Sherry wines - Vinos de Jerez - Manzanilla, Oloroso, Pedro Ximenez, Fino, Palo Cortado, Amontillado

Pedro Ximénez

Published on December 23rd, 2014 | by Ruben


Don PX Convento 1946 (Toro Albalá)

Don PX 1946 is a vintage Pedro Ximénez that has been maturing for 65 years

This wine is a legend. It is a Pedro Ximénez made from the first grapes harvested after World War II in Montilla-Moriles, the neighbouring area of the D.O. Jerez-Xéres-Sherry, specialized in Pedro Ximénez.

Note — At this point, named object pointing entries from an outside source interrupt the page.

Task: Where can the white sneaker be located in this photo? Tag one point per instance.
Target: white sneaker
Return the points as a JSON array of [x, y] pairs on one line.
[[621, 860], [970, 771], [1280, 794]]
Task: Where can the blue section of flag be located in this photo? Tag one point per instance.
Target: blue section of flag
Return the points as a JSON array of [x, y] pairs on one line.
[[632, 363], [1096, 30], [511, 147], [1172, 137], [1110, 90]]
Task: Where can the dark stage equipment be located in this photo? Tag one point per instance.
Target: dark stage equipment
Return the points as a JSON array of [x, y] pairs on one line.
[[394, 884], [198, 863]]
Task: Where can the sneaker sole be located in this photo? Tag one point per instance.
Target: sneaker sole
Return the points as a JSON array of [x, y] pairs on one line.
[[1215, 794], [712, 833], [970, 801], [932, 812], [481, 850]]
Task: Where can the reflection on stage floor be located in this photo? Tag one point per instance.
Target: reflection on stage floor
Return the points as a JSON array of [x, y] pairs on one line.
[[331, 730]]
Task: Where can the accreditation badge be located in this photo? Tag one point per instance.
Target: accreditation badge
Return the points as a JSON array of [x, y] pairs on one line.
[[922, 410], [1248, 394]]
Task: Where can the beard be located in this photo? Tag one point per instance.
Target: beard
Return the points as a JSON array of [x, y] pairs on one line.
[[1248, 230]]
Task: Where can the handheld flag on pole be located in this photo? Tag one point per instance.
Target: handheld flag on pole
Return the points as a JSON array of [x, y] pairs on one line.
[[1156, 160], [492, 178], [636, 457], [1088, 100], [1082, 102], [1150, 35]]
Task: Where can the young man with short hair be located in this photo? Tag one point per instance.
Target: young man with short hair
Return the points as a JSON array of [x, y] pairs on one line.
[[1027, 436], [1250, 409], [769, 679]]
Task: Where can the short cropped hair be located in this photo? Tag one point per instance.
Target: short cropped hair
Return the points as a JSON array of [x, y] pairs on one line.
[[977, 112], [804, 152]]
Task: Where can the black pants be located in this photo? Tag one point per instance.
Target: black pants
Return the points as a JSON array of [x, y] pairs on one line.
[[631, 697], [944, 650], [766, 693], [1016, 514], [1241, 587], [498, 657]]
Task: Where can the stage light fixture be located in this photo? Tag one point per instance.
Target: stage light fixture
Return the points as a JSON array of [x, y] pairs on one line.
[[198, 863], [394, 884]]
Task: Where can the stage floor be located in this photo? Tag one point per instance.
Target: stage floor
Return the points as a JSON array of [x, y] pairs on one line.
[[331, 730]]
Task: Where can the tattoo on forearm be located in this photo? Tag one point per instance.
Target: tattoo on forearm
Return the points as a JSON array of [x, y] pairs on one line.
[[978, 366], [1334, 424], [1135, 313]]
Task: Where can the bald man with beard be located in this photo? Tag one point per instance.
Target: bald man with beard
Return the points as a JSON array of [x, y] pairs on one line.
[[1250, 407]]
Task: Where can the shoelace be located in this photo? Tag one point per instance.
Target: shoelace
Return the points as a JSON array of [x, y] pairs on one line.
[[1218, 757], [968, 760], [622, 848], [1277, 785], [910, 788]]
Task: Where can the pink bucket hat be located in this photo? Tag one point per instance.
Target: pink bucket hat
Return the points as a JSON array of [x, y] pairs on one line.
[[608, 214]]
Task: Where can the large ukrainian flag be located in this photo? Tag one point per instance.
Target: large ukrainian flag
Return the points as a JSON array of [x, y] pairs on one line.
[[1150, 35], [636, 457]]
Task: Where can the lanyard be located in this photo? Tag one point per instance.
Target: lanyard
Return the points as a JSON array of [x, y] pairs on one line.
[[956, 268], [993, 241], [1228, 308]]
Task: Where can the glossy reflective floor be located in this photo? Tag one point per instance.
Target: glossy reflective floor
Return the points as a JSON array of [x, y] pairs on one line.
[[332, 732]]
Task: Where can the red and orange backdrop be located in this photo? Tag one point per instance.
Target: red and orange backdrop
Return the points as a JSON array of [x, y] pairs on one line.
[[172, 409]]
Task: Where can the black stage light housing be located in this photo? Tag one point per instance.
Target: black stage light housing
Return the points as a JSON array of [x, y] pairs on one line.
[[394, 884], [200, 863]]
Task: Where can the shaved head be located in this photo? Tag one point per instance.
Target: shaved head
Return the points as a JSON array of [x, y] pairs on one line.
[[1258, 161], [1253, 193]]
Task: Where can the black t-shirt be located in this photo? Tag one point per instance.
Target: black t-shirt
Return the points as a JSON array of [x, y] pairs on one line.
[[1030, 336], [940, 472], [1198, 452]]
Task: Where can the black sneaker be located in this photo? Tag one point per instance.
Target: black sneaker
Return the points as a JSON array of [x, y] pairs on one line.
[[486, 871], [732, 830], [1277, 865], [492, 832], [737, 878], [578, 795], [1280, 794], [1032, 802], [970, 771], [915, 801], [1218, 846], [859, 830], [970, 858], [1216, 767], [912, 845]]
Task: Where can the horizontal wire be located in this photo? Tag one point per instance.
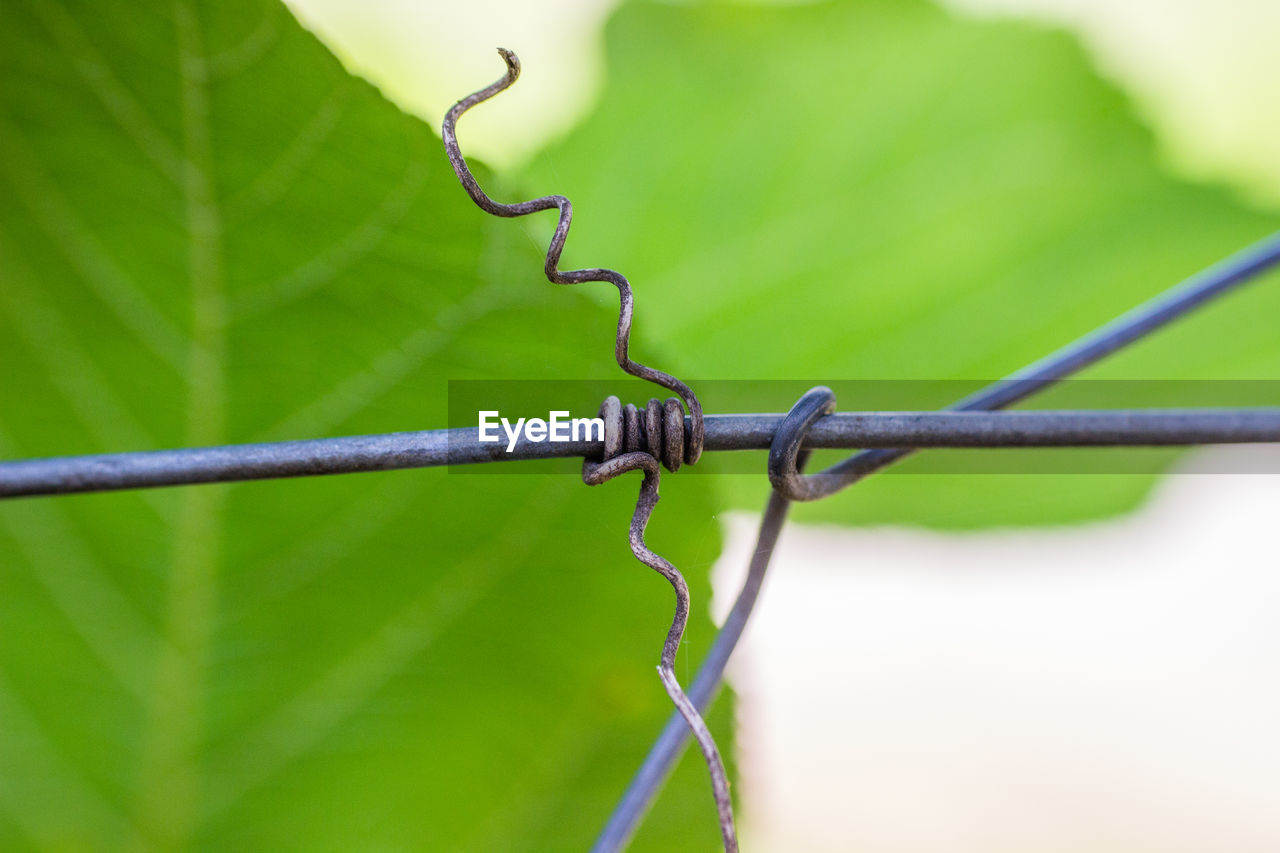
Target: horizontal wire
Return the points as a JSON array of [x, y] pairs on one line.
[[461, 446]]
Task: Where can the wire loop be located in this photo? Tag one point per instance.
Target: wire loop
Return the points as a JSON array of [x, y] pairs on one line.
[[785, 452]]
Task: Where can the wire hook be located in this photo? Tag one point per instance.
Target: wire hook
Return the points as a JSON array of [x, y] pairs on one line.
[[785, 452]]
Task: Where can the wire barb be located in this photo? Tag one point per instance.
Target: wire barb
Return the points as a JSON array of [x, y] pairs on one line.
[[694, 447], [625, 448]]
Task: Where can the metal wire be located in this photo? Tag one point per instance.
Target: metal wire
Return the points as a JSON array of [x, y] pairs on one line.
[[1133, 325], [677, 450], [557, 245], [1130, 327], [428, 448]]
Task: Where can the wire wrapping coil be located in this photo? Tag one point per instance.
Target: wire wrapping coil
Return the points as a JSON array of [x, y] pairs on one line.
[[659, 430], [632, 443]]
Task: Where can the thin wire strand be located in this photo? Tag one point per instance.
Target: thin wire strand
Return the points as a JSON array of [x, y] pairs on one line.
[[690, 719], [615, 463], [426, 448], [693, 450], [1111, 337]]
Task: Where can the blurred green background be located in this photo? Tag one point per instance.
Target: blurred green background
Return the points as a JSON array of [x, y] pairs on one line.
[[213, 232]]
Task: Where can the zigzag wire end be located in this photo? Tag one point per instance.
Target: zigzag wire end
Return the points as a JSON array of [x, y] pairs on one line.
[[663, 430]]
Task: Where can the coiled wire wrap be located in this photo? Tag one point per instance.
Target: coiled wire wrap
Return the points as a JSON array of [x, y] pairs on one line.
[[629, 446]]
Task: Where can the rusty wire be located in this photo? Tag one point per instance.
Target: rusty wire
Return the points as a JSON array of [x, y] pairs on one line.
[[666, 439]]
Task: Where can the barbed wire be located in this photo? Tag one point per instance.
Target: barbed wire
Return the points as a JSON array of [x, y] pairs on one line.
[[663, 434], [664, 429]]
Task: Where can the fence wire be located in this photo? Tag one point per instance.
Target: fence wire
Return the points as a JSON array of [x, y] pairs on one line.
[[663, 432]]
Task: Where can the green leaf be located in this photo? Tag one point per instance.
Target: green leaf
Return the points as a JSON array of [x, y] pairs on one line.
[[878, 190], [211, 233]]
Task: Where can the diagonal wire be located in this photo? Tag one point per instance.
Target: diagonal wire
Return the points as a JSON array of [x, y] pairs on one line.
[[1129, 327]]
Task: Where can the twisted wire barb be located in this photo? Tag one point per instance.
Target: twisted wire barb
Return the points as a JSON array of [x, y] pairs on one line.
[[664, 429], [594, 474]]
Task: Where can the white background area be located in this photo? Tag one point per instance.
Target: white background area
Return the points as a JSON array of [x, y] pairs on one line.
[[1102, 687]]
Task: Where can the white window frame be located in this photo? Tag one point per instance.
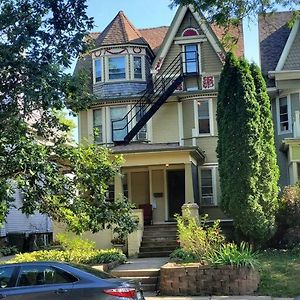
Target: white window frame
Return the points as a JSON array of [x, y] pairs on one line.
[[290, 130], [110, 120], [143, 67], [196, 118], [199, 55], [214, 184], [94, 70], [107, 68]]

Of course Bodegas Toro Albalá have plenty of really old wines in their portfolio, including an even older 1910 vintage and upcoming 1929 and 1955 vintages, but this Don P.X. Convento 1946 vintage was one of the first three sherries ever to receive 100 points in Robert Parker’s Wine Advocate.

It’s a sweet wine, made from grapes that are dried in the sun (a process called soleo) before being pressed. That way, the must will only partially ferment and high levels of sugar will remain in the wine. It is then rectified with grape alcohol, it rests for around a year in inox tanks before being decanted and poured into barrels for maturation.

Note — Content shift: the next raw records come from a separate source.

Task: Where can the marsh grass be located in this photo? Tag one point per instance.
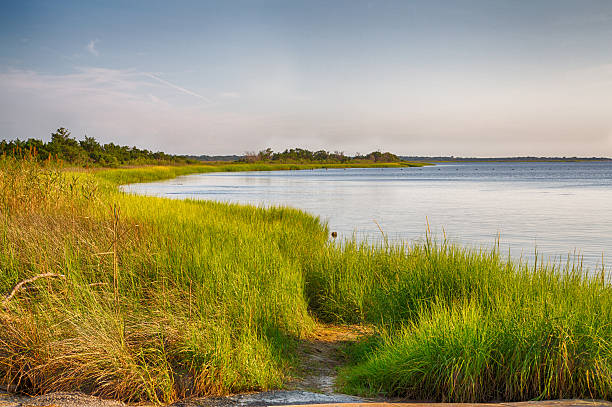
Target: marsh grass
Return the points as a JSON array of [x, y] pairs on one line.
[[164, 299], [153, 173]]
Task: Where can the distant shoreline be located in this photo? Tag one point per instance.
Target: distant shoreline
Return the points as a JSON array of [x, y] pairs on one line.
[[502, 159]]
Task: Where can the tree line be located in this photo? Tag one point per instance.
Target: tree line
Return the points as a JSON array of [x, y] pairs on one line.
[[64, 148], [322, 156]]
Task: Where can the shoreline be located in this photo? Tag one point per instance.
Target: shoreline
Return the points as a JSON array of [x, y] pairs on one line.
[[204, 298]]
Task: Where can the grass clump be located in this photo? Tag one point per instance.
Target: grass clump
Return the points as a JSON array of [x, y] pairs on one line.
[[150, 299], [467, 326]]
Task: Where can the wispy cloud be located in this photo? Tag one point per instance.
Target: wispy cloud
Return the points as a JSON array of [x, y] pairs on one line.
[[179, 88], [91, 47]]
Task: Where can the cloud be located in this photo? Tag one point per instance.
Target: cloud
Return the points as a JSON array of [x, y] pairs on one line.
[[91, 47], [122, 106], [229, 95], [558, 115]]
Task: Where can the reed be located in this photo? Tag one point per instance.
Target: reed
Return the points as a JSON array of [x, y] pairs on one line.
[[162, 299]]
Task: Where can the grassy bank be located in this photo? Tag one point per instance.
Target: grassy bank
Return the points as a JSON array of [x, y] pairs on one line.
[[154, 173], [142, 298]]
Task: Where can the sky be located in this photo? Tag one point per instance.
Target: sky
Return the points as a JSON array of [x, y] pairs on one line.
[[462, 78]]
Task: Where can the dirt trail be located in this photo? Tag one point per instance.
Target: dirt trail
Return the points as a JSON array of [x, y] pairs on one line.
[[321, 354]]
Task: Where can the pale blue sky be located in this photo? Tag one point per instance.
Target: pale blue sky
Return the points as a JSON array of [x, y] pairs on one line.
[[485, 78]]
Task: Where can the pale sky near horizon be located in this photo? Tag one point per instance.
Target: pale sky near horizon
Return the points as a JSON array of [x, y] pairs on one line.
[[463, 78]]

Don PX 1946 - Toro Albala A few notes regarding the label (thanks to Toro Albalá’s Antonio Sorgato for his kind explanation). First of all, it says 825 bottles are produced. This is only partially true: the wine is released to the market in different batches (indicated on the label as 46.1, 46.2 etc.) with 825 bottles each. As far as I can tell, at least 13 batches have been bottled so far (+ magnum bottles in separate batches).

While these batches are spread over the years, the wine was taken out of the casks entirely in 2011, according to the bodega. It is kept in inox tanks and conserved with nitrogen until it is bottled. At this moment, there’s still +/- 8 barrels left in the deposit, but I’m not sure how many bottles this would represent.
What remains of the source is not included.